Criticising those who had condemned the proposals without reading the planning application, Mr Willes said running an efficient farm that used fewer resources and generated less waste met government targets to produce more while impacting less.
“We are all facing reduced subsidies and rising costs,” he added.
“Climate change could mean extreme weather and more disease. And now we are being called on to increase productivity with fewer inputs – and do it sustainably.
“Solutions might include GM, badger culling or new ways of managing livestock, such as those proposed at Nocton. All are, in their own way, novel, contentious and risk bringing activists and the consumers they influence crashing down on us.”
Mr Willes said farmers needed to decide whether to take tough decisions themselves or devolve responsibility to avoid criticism and hope that “someone, somewhere will compensate us for our losses”.
He said dairy farmers needed to be more supportive of each other if the industry was going to take control and shape its own future.
“Knocking one production system in favour of another is a short-term tactic and ends up harming us all,” he added. “We should promote the positives.”

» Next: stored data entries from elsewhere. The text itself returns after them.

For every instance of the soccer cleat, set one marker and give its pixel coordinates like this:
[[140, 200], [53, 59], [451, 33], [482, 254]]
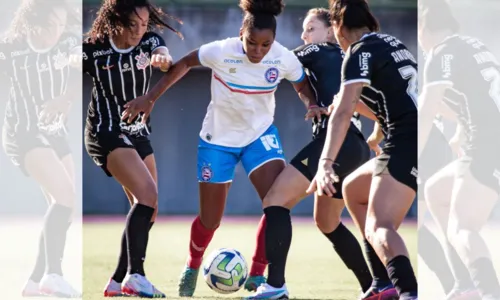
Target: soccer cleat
[[113, 289], [253, 282], [187, 283], [140, 286], [265, 291], [377, 293], [31, 289], [55, 285]]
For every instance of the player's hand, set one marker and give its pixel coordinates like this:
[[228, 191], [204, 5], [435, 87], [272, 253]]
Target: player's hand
[[54, 109], [76, 60], [315, 111], [161, 61], [374, 141], [325, 177], [135, 107]]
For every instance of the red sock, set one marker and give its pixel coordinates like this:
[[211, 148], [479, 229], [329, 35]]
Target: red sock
[[200, 238], [259, 260]]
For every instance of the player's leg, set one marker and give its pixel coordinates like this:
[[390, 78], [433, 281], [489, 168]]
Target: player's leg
[[216, 166], [392, 193], [356, 191], [477, 186], [116, 154], [437, 194]]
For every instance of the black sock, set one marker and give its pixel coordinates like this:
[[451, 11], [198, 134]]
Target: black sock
[[137, 232], [121, 269], [39, 269], [349, 250], [432, 253], [278, 240], [462, 275], [485, 278], [57, 221], [380, 276], [402, 276]]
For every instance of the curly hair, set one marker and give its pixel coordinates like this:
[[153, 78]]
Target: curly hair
[[113, 17], [261, 14], [33, 15], [353, 14]]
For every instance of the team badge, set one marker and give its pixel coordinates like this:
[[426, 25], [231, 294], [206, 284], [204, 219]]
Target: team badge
[[272, 75], [206, 173], [142, 61]]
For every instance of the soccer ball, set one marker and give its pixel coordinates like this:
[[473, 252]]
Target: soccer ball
[[225, 271]]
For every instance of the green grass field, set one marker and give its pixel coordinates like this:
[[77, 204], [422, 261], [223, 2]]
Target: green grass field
[[314, 270]]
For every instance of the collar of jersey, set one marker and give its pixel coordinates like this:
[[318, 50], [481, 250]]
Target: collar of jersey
[[118, 49]]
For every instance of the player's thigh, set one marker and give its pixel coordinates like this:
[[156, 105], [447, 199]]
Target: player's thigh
[[327, 212], [393, 187], [263, 160], [216, 165], [477, 186]]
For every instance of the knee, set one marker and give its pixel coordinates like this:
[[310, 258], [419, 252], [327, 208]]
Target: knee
[[376, 232], [147, 194]]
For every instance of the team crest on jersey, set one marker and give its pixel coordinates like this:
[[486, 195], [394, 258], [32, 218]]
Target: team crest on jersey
[[142, 61], [206, 173], [272, 75]]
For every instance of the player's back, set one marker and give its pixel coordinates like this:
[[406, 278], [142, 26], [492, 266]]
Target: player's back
[[323, 62], [390, 71], [472, 73]]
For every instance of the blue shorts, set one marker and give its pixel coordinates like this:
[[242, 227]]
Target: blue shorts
[[216, 164]]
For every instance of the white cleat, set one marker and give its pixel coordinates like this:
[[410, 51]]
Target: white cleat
[[113, 289], [265, 291], [55, 285], [31, 289], [138, 285]]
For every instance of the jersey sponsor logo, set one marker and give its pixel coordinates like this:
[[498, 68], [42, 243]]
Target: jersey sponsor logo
[[233, 61], [271, 62], [206, 173], [272, 75], [102, 52], [142, 61], [364, 63], [446, 65], [308, 50]]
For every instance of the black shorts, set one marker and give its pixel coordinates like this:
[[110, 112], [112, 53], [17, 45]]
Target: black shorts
[[17, 145], [484, 166], [100, 145], [353, 153], [399, 158], [436, 155]]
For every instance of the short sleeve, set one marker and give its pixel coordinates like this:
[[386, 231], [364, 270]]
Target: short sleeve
[[294, 70], [156, 42], [306, 54], [208, 54], [439, 66], [357, 65]]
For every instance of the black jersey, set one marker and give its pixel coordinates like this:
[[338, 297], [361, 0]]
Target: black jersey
[[119, 75], [322, 63], [35, 77], [472, 74], [390, 72]]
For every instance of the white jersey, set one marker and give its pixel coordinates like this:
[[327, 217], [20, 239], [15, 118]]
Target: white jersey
[[242, 105]]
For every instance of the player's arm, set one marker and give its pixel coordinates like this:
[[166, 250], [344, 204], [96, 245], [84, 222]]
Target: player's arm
[[436, 81], [354, 78]]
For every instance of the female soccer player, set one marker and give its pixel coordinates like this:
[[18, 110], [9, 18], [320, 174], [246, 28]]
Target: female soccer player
[[119, 54], [32, 57], [322, 59], [246, 71], [461, 76], [379, 70]]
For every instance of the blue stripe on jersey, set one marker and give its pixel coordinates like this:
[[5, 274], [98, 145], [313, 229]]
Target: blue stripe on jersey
[[262, 88]]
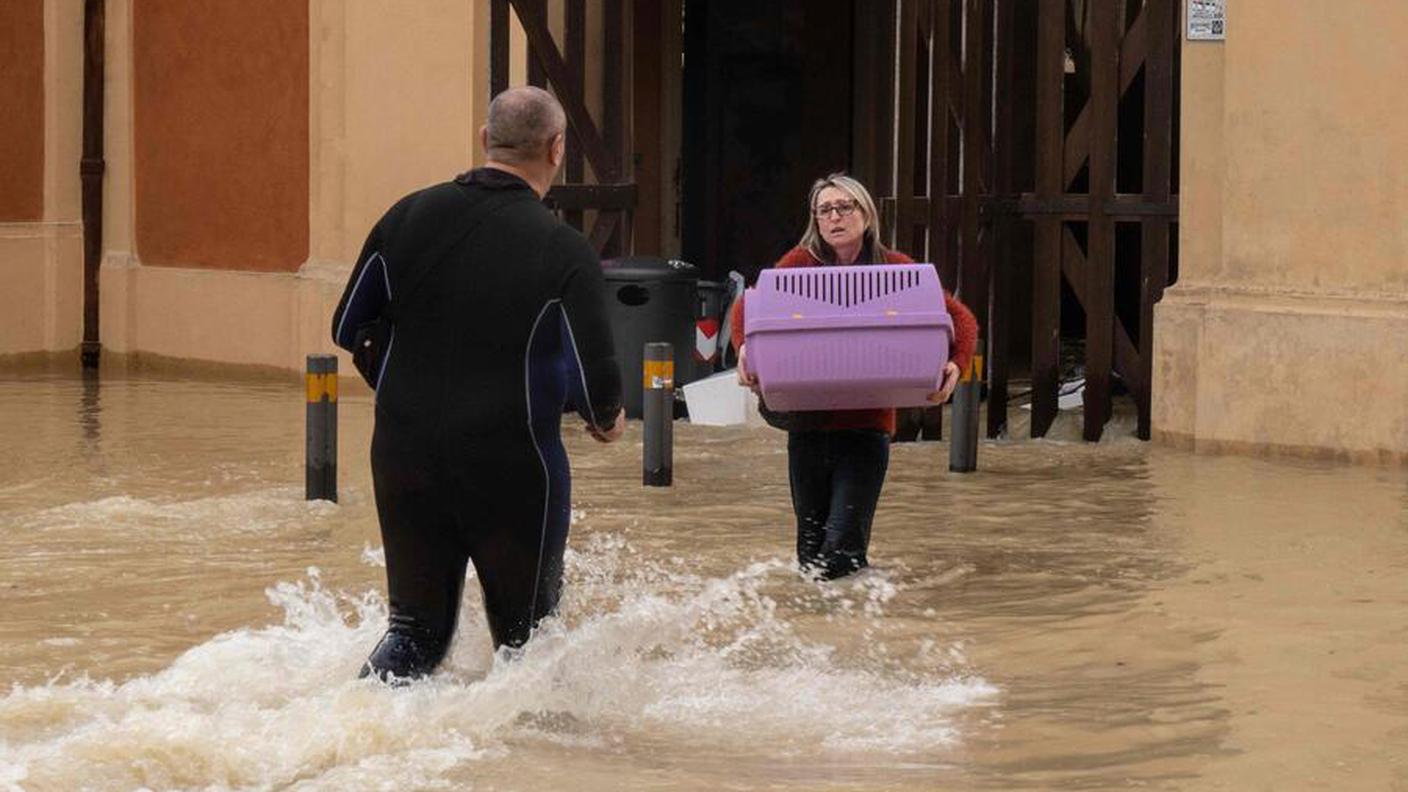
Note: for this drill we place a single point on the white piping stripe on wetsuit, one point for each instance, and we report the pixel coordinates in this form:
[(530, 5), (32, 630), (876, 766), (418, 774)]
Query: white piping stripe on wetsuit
[(347, 310), (580, 372), (547, 477), (386, 361)]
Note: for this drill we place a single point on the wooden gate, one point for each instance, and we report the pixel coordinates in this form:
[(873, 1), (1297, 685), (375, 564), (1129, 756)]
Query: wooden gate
[(1032, 145), (597, 143)]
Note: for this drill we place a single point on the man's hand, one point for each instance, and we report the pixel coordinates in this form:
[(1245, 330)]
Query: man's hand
[(610, 434), (745, 378), (951, 381)]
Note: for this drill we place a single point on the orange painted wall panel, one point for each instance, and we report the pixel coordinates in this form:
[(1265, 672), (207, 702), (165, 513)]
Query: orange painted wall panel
[(221, 133), (21, 110)]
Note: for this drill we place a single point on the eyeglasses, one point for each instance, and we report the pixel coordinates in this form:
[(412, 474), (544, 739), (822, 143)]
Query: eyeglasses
[(841, 207)]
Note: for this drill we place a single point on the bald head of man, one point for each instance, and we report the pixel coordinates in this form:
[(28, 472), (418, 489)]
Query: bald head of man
[(525, 134)]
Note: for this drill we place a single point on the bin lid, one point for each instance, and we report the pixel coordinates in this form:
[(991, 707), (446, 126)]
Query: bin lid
[(649, 268)]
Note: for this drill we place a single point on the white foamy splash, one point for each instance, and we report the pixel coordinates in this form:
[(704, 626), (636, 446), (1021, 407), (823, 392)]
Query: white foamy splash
[(644, 651)]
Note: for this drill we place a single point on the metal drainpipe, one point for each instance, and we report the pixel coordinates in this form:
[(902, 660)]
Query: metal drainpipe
[(90, 172)]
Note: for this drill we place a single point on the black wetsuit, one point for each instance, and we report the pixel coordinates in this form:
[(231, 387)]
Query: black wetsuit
[(466, 454)]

Mr Willes said the industry should also be more truthful with the public and not perpetuate the myth that all dairy farms “run around in fields”.
“[That’s] fine for farms that do it, but let’s be proud of all our production systems and be honest about the challenges we face.”
Celebrating the diversity of British agricultural production would allow farmers to differentiate their products and create consumer choice, he added.
“It should also help us come up with a wide range of creative solutions to address the challenges ahead.”